Cortelazzo, Michele A.; Gatti, Franco; Mikros, Georgios K.; Tuzzi, Arjuna

doi:10.1515/9783110763560-003

This study aims to analyse an Italian literary corpus from a diachronic perspective using machine learning methods. With reference to a basis of texts written between the 16th and the 21st century, the aim is to apply a well-known robust machine learning (ML) algorithm (Random Forest - RF) in order to see how the texts are classified in four different partitions, representing periodizations theorized by four Italian literature scholars. The corpus we employed for training the ML algorithm includes 420 Italian texts: 100 texts from the 16th century, 27 from the 17th, 57 from the 18th, 100 from the 19th, 100 from the 20th, and 36 from the 21st. In order to vectorize the texts, we used the Author’s Multilevel N-gram Profile (AMNP) (Mikros and Perifanos, 2013; Cortelazzo, Mikros, and Tuzzi, 2018), a document representation method that takes into account a diverse set of linguistic features (i.e., ngrams of increasing length – unigrams, bigrams, trigrams – and ngrams of increasing level – character, word). Each text was split into text chunks of 2000 words in length, and then it was transformed into AMNP vectors.
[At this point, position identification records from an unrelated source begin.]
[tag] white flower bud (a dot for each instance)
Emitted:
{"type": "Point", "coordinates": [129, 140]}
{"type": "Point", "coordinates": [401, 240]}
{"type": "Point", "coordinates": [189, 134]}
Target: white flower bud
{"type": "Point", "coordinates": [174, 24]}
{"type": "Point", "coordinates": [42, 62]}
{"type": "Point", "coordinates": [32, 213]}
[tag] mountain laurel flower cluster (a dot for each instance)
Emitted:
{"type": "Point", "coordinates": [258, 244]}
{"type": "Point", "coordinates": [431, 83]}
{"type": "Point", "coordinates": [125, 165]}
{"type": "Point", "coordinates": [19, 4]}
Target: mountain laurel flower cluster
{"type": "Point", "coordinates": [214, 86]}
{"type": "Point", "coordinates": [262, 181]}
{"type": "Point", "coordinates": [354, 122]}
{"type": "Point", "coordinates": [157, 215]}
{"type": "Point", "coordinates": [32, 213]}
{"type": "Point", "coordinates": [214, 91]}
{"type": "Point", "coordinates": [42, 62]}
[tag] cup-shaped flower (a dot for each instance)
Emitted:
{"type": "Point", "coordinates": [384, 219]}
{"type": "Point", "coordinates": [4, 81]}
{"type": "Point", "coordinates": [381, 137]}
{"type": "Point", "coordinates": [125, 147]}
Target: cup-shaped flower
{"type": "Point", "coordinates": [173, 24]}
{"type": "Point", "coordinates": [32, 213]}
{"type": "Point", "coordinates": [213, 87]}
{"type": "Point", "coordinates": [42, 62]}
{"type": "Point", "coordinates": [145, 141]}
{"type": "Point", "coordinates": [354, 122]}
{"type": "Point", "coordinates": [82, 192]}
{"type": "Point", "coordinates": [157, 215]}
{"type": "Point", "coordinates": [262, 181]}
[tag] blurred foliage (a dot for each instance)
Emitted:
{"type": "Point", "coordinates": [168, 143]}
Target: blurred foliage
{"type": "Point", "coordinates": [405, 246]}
The results of this research have shown an impressive accuracy in classification with the Random Forest algorithm since the precision in the four periodizations reached a minimum value of 89% in the partition-based Migliorini's theories and a maximum value of 97% in the partition based on Cella's ones. Looking at the misclassification cases, particularly in Migliorini's training, it's interesting to notice that when Random Forest makes a mistake in classifying text chunks into a century, its error is usually of +/- 1 century.